🧵 I know a lot of us straight/cisgender folks are trying to find a way to respond to the #SCOTUS appointment by showing our support to our LGBTQ+ community members.
For some reason that is, overwhelmingly, coming out in the form of offers to officiate weddings.
I hear you and that's kind. Be there when the moment comes for those couples but let's figure out how to be there for all the other moments too. All the other rights and opportunities that are threatened.
There are so many LGBTQ+ people that are less concerned with a wedding than they are with access to safe housing, to a job, to healthcare, to adoption rights, to freedom from police brutality, to an end to the threat of violence and death as a result of who they are.
Yesterday afternoon I had the opportunity to participate in an event called "Being Out While Being Inside: LGBTQ+ People, Incarceration, And Reentry".

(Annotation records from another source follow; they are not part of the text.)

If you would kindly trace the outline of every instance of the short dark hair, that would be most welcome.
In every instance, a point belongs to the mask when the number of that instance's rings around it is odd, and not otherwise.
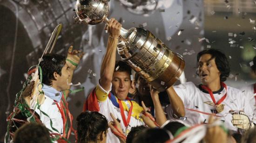
[[[126,62],[121,60],[115,61],[115,70],[114,72],[128,72],[129,75],[132,74],[132,69],[131,67],[126,64]]]
[[[99,134],[108,129],[107,118],[98,112],[81,113],[76,118],[76,125],[79,143],[96,142]]]
[[[252,71],[256,73],[256,56],[253,58],[252,62],[253,62],[253,65],[251,66],[251,68]]]
[[[64,56],[56,54],[46,54],[43,56],[42,61],[39,65],[42,68],[43,84],[51,85],[52,80],[55,80],[54,73],[61,75],[61,69],[66,64]]]
[[[164,126],[163,129],[169,130],[172,134],[175,135],[179,129],[184,126],[185,126],[185,125],[179,122],[171,122]]]
[[[13,142],[15,143],[51,143],[48,130],[42,124],[27,123],[15,133]]]
[[[166,131],[160,128],[143,130],[133,140],[133,143],[160,143],[170,139]]]
[[[126,137],[126,143],[132,143],[133,139],[134,139],[138,134],[142,131],[143,130],[145,129],[147,129],[147,127],[143,125],[132,127],[131,131],[130,131]]]
[[[198,67],[198,62],[200,58],[202,55],[206,54],[209,54],[211,55],[210,60],[214,58],[215,59],[215,63],[216,63],[216,65],[217,65],[217,68],[221,72],[220,76],[220,80],[221,82],[226,81],[227,78],[229,76],[230,67],[225,54],[220,50],[214,49],[202,51],[197,54],[197,67]],[[196,74],[198,75],[198,71],[196,71]]]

Hearing from queer women that were incarcerated for 9, 15, and so on years share about their experiences with the justice system (a system that unfairly targets their community)...
...and their struggle to move forward with their lives after reentry was a stark reminder of why we cannot forget that marriage is not the be-all-end-all of the LGBTQ+ rights movement.

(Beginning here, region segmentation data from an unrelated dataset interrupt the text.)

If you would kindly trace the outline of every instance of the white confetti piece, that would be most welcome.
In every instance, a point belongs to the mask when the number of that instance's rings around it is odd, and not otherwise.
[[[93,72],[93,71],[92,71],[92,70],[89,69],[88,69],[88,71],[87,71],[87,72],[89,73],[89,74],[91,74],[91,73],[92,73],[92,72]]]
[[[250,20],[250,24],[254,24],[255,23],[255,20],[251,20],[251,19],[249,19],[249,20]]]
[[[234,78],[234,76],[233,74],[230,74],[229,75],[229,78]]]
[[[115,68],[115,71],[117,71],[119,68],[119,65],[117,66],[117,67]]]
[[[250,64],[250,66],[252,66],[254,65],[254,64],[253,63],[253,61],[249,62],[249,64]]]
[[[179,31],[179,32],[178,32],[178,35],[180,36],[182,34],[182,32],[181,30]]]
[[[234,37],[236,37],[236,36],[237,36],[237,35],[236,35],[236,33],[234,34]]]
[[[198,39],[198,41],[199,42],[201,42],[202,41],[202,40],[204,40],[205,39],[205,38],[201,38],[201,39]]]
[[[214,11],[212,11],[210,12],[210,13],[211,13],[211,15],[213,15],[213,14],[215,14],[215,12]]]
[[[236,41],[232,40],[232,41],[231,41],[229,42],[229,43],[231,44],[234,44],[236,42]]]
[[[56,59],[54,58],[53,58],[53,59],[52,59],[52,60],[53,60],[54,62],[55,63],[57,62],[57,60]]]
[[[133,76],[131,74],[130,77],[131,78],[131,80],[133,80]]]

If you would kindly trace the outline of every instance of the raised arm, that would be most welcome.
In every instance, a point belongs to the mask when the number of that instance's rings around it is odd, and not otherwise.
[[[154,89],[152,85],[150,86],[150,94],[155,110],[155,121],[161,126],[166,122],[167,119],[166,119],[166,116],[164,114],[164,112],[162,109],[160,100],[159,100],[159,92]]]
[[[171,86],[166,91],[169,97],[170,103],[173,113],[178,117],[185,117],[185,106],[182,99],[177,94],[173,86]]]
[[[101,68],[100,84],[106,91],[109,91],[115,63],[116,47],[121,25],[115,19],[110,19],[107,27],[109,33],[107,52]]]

There are many ways that we, as straight/cisgender individuals, can move in solidarity that doesn't engage in the erasure of all the single/unmarried LGBTQ+ ppl trying to survive under an increasingly violent system.
Think bigger. Get creative. Ask questions. Follow don't lead.
Some great suggestions from a FB friend:
“We need to see more people saying, ‘I'll help you set up power of attorney, write a living will and medical proxy, establish a beneficiary for your IRA, and everything else you'll need if you're stripped of marriage-related legal...
... protections.’ And we should be doing that for single folks, polycules, chosen families, and anyone else who might need protection.”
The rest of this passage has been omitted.